Türkiye’nin çıkış yolunun makina sektörü olduğunun altını çizen Dr. Halıcı, “Türkiye’nin bir çıkış yolu varsa, o da makina sektörüdür. Bunun haricindeki sektörler daha zor rekabet edebilirler. Önce bir sektörden ilerlerseniz, sonra bunun kazanımlarıyla o sektörün alt bileşenlerini destekler, yan sektörlerini de güçlendirerek topyekûn sanayide ilerleyebilirsiniz. Bunun en somut örnekleri G. Kore ve Çin’dir.” 
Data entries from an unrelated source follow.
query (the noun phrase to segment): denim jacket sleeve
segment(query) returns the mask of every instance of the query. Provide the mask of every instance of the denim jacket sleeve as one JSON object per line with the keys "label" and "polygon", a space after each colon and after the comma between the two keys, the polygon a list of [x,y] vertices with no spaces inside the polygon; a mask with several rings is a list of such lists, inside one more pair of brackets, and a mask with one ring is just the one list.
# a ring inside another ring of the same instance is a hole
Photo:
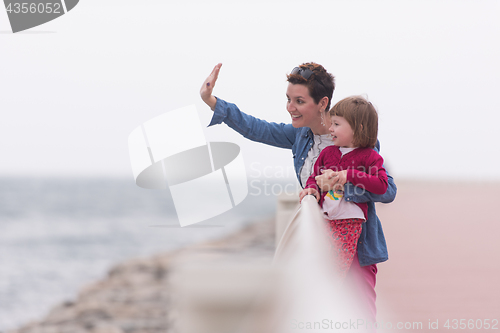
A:
{"label": "denim jacket sleeve", "polygon": [[[377,140],[375,146],[375,151],[379,152],[380,142]],[[387,191],[384,194],[373,194],[368,191],[358,190],[352,183],[346,183],[344,186],[344,198],[346,201],[352,201],[356,203],[365,202],[382,202],[390,203],[396,198],[396,192],[398,191],[394,179],[387,173]]]}
{"label": "denim jacket sleeve", "polygon": [[214,115],[208,126],[224,122],[236,132],[252,141],[291,149],[297,129],[291,124],[270,123],[241,112],[235,104],[217,98]]}

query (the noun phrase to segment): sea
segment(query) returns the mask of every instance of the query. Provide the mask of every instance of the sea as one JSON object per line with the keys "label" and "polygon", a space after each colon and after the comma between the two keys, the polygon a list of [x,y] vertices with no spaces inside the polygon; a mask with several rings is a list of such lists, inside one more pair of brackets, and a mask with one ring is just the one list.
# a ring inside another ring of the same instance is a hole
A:
{"label": "sea", "polygon": [[283,184],[271,183],[254,182],[235,208],[181,228],[169,190],[133,179],[0,177],[0,332],[42,319],[120,261],[272,218]]}

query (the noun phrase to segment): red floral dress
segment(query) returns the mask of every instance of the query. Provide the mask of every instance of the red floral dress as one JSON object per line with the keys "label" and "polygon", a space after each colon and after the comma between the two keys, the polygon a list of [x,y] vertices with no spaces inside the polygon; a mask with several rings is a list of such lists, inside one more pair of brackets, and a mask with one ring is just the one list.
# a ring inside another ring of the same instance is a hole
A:
{"label": "red floral dress", "polygon": [[344,219],[326,220],[326,222],[328,222],[331,254],[337,262],[341,277],[344,278],[354,260],[364,220]]}

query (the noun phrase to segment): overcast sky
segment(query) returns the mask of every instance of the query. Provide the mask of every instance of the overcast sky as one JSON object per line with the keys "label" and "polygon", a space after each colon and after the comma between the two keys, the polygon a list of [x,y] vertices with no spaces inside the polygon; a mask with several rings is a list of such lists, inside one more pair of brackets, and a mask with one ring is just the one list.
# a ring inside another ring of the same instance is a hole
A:
{"label": "overcast sky", "polygon": [[[377,106],[394,177],[500,180],[499,9],[456,0],[81,0],[17,34],[0,10],[0,176],[132,178],[129,133],[190,104],[208,124],[199,88],[218,62],[217,96],[289,122],[285,75],[314,61],[336,76],[334,103],[367,94]],[[288,150],[225,125],[205,135],[240,145],[249,173],[292,170]]]}

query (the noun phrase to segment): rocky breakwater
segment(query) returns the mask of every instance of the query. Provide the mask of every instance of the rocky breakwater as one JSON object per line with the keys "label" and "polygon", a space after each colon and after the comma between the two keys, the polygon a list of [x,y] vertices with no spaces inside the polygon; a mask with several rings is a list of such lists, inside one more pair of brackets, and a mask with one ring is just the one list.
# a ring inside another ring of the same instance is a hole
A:
{"label": "rocky breakwater", "polygon": [[41,321],[8,333],[165,333],[175,327],[169,278],[176,262],[220,261],[234,255],[270,263],[275,223],[260,221],[216,241],[118,264],[100,281],[83,288],[75,301],[52,309]]}

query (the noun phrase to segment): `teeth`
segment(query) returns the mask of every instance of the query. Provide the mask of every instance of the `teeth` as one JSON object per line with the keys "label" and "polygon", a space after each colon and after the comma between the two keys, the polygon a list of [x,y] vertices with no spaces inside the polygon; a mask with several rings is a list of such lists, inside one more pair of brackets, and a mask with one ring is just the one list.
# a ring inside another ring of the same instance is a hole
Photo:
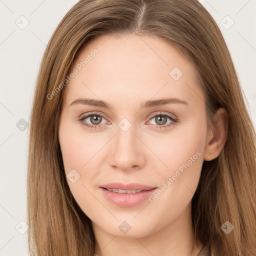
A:
{"label": "teeth", "polygon": [[118,190],[117,188],[107,188],[108,191],[112,191],[116,193],[120,194],[134,194],[134,193],[138,193],[143,191],[142,190]]}

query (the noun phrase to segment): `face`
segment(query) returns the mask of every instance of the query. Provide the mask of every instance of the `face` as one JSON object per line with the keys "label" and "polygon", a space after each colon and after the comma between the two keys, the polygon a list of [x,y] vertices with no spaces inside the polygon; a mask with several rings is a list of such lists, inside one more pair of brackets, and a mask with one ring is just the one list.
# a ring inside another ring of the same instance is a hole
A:
{"label": "face", "polygon": [[100,36],[76,54],[59,141],[71,192],[96,228],[142,237],[190,214],[208,126],[189,60],[136,34]]}

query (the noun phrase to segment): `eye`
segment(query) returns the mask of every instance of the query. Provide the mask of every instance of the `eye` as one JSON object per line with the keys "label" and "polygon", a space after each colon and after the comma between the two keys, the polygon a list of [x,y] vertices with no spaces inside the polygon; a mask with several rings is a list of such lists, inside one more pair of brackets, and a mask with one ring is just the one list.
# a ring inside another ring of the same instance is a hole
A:
{"label": "eye", "polygon": [[[105,118],[103,116],[97,113],[92,113],[82,116],[82,118],[78,119],[78,120],[86,127],[92,128],[100,128],[102,124],[101,124],[103,119],[106,120],[106,118]],[[168,119],[170,120],[170,122],[168,122]],[[178,119],[176,117],[172,116],[167,114],[161,112],[152,116],[150,118],[150,121],[152,120],[155,122],[156,124],[154,124],[156,125],[157,128],[166,128],[172,125],[174,125],[175,123],[178,122]]]}
{"label": "eye", "polygon": [[[79,118],[78,120],[84,126],[92,128],[96,128],[96,126],[100,128],[101,126],[100,123],[103,118],[106,120],[106,118],[102,116],[94,113],[84,116]],[[90,124],[90,122],[91,124]]]}
{"label": "eye", "polygon": [[[168,119],[170,120],[169,122],[167,122]],[[162,113],[155,114],[152,117],[151,117],[150,120],[152,120],[154,121],[155,124],[156,126],[156,128],[166,128],[178,122],[178,120],[176,118],[166,114]]]}

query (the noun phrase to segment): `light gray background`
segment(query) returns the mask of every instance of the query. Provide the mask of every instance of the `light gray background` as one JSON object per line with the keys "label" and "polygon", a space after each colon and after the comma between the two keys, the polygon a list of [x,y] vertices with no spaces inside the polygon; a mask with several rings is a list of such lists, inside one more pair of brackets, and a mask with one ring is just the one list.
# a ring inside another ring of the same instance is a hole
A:
{"label": "light gray background", "polygon": [[[29,125],[26,128],[26,122],[29,122],[35,82],[46,45],[62,18],[77,2],[0,0],[0,256],[28,255],[26,225],[20,222],[26,222]],[[224,34],[256,127],[256,0],[200,2]],[[22,16],[25,18],[20,18]],[[26,20],[29,24],[23,28]],[[232,20],[234,24],[227,29]]]}

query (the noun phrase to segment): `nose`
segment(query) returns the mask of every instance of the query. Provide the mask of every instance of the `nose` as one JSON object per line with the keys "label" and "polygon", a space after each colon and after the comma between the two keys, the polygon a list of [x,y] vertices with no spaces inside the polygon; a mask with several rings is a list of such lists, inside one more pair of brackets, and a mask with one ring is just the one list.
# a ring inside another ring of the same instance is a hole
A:
{"label": "nose", "polygon": [[126,132],[118,128],[116,135],[113,138],[108,164],[112,167],[128,171],[139,170],[146,163],[146,146],[138,138],[134,126]]}

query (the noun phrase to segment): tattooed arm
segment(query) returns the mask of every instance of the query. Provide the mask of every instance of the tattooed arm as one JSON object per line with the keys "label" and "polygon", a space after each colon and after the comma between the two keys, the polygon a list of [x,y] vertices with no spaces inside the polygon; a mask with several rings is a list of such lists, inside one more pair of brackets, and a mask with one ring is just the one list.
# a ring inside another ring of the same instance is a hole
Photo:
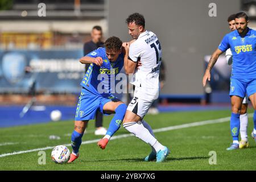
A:
{"label": "tattooed arm", "polygon": [[208,81],[210,80],[210,70],[213,67],[215,63],[217,62],[218,57],[222,53],[222,51],[218,48],[214,51],[214,52],[213,52],[212,56],[210,56],[210,60],[209,61],[208,65],[207,65],[207,68],[205,70],[204,77],[203,77],[203,85],[204,86],[205,86],[207,80]]}

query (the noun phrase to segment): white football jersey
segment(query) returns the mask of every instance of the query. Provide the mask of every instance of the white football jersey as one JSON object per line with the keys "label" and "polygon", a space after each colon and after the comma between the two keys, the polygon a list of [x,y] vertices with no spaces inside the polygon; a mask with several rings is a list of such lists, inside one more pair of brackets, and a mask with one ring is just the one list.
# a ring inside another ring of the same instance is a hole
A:
{"label": "white football jersey", "polygon": [[159,89],[159,68],[162,61],[161,46],[156,35],[146,31],[130,46],[129,59],[140,60],[142,66],[136,69],[130,83],[144,88]]}

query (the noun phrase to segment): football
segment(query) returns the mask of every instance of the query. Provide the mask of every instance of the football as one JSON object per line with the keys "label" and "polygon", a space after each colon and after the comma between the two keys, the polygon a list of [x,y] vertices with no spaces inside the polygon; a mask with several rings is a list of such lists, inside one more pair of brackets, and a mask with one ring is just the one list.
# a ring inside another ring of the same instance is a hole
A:
{"label": "football", "polygon": [[57,146],[53,148],[51,158],[55,163],[63,164],[67,163],[70,158],[70,151],[68,147],[64,146]]}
Türkiye’yi, Çin ve G. Kore gibi ülkelere göre daha avantajlı gördüğünü belirten Dr. Halıcı, bunun nedenlerini şöyle sıraladı: “Ben ülkemizi, bahsettiğim ülkelere kıyasla daha avantajlı görüyorum. Öncelikle bir sanayi kültürü oluşmuş. Konum itibarıyla Avrupa’ya yakınız, mühendislik açısından Avrupa standartlarına uygunuz ve daha uygun bir mühendislik veya işçilik yapısı var.”  

"MİSYONUMUZ KULLANMAK, VİZYONUMUZ GELİŞTİRMEK OLMALI"

Dr. Halıcı, sektörde özeleştiri yapılması ve hataların kabul edilmesi gerektiğini belirterek, Türkiye’nin zayıf yanlarının başında ise iş birliği kültürünün geldiğini, ana ve alt yüklenicilerin ortaklaşa çalışma yapısının kurulamadığını dile getirdi. 

Endüstride öncelikle bakış açısının değiştirilmesi ardından eleştiriye açık iş birliği kültürünün güçlendirilmesi gerektiğini kaydeden Dr. Halıcı, “Misyonumuz teknolojiyi kullanmaksa, vizyonumuz bunu geliştirmek olmalı.” dedi.

Kamu, özel sektör, STK’lar ve akademinin iş birliğinin önemine vurgu yapan Dr. Halıcı, bu yapıların bir araya gelmesiyle sanayideki sorunların çözülebileceğini de sözlerine ekledi.